The amount of NADPH formed during the reaction is equivalent to the amount of glucose. NADPH is a measurand and is determined on the basis of its absorbance at 334, 340 or 365 nm.

The sucrose content is calculated from the difference between the glucose concentration before and after enzymatic inversion.

Maltose is the main component of beer wort or wort extract.

Maltose and sucrose are cleaved by the enzyme α-glucosidase (maltase) at pH 6.6 into two molecules of D-glucose and D-fructose, respectively:

\(\text{Maltose}+H_2O \hspace{0.8em} \xrightarrow{α–glucosidase} \hspace{0.8em} {2 \hspace{0.2em} \text{D–glucose}}\)

\(\text{Sucrose}+H_2O \hspace{0.8em} \xrightarrow{α–glucosidase} \hspace{0.8em} {\text{D–glucose}+\text{D–fructose}}\)

The D-glucose formed is phosphorylated by the enzyme hexokinase (HK) and adenosine 5'-triphosphate (ATP) to glucose 6-phosphate (G-6-P):

\(\text{Glucose}+\text{ATP} \hspace{0.8em} \xrightarrow{HK} \hspace{0.8em} \text{G-6-P} \hspace{0.2em} + \hspace{0.2em} \text{ADP}\)

In the presence of the enzyme glucose-6-phosphate dehydrogenase (G6P-DH), G-6-P is oxidized from nicotinamide adenine dinucleotide phosphate (NADP) to gluconate-6-phosphate.
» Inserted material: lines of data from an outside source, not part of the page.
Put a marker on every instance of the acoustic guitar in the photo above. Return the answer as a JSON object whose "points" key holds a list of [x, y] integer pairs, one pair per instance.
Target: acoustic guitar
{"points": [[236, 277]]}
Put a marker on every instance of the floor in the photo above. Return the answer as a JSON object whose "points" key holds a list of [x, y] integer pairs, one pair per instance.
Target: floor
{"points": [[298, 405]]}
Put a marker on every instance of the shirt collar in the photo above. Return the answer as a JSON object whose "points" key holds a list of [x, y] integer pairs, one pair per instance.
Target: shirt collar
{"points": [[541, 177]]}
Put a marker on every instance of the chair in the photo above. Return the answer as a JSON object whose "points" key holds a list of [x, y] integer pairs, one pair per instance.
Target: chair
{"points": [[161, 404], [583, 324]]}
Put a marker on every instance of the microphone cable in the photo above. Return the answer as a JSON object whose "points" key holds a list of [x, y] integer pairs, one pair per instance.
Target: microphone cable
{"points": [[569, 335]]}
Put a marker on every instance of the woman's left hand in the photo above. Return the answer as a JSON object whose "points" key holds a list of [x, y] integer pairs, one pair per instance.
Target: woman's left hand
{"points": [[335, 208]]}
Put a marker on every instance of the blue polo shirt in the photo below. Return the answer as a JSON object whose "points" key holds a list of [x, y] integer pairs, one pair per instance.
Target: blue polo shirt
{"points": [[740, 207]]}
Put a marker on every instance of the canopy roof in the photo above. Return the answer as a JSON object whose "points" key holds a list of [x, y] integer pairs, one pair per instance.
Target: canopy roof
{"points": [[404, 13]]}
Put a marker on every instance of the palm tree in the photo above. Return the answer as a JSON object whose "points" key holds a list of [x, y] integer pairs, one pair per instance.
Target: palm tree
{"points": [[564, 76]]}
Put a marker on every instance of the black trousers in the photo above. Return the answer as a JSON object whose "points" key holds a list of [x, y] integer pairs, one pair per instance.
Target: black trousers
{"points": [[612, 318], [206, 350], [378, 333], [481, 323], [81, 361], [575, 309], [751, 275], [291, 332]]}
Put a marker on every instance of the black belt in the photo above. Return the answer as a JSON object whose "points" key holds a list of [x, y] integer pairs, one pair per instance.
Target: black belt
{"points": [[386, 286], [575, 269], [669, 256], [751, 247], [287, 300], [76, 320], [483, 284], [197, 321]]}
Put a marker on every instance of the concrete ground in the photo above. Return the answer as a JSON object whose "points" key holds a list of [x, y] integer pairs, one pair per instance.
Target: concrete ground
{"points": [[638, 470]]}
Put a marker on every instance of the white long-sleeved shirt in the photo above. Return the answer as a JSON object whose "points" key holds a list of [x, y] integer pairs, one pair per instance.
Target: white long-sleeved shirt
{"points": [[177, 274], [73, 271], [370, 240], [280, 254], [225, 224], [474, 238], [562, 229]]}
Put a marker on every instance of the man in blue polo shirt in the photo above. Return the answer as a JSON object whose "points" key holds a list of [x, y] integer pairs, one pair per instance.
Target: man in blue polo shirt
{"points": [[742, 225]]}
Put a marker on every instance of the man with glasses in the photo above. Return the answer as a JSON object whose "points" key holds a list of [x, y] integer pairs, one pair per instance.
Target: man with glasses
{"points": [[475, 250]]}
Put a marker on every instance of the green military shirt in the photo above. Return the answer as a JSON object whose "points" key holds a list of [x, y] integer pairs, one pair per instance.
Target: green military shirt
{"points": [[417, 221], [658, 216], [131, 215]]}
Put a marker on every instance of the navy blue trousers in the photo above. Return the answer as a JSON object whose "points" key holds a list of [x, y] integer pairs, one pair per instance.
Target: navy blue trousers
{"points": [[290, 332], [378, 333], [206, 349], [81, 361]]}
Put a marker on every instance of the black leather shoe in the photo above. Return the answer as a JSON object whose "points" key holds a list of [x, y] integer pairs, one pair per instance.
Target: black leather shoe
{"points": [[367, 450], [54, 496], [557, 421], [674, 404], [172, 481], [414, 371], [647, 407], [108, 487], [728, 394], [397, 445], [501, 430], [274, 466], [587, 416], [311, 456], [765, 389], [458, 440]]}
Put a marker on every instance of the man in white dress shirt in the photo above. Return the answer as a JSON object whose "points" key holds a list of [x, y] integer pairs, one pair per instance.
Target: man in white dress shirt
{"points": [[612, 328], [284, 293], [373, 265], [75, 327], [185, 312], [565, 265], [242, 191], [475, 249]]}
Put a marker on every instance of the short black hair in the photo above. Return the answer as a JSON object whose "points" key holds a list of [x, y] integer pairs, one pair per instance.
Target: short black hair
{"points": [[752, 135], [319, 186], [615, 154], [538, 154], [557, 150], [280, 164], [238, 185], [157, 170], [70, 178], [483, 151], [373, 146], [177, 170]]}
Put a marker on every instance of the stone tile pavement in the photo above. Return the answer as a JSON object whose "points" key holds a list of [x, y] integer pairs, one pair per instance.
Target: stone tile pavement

Reduced nicotinamide adenine dinucleotide phosphate (NADPH) is formed:

\(\text{G-6-P} \hspace{0.2em} + \hspace{0.2em} \text{NADP}^+ \hspace{0.8em} \xrightarrow{G6P-DH} \hspace{0.8em} \text{gluconate-6-phosphate} \hspace{0.2em} + \hspace{0.2em} \text{NADP}^+ \hspace{0.2em} + \hspace{0.2em} \text{H}^+\)

The amount of NADPH formed during the reaction is equivalent to the amount of glucose. NADPH is measurand and is determined based on its absorbance at 334, 340 or 365 nm.

The enzyme α-glucosidase is group specific, i.e., the specificity is directed to the type of glycosidic bond.

Only α-1,4 bonds, i.e., in addition to maltose, sucrose and maltotriose, but not maltotetraose, are cleaved under the given conditions. Therefore, the sucrose content must be taken into account in the maltose calculation (the maltose approach records the glucose formed from maltose and sucrose and the free glucose, the sucrose approach records the glucose formed from sucrose and the free glucose).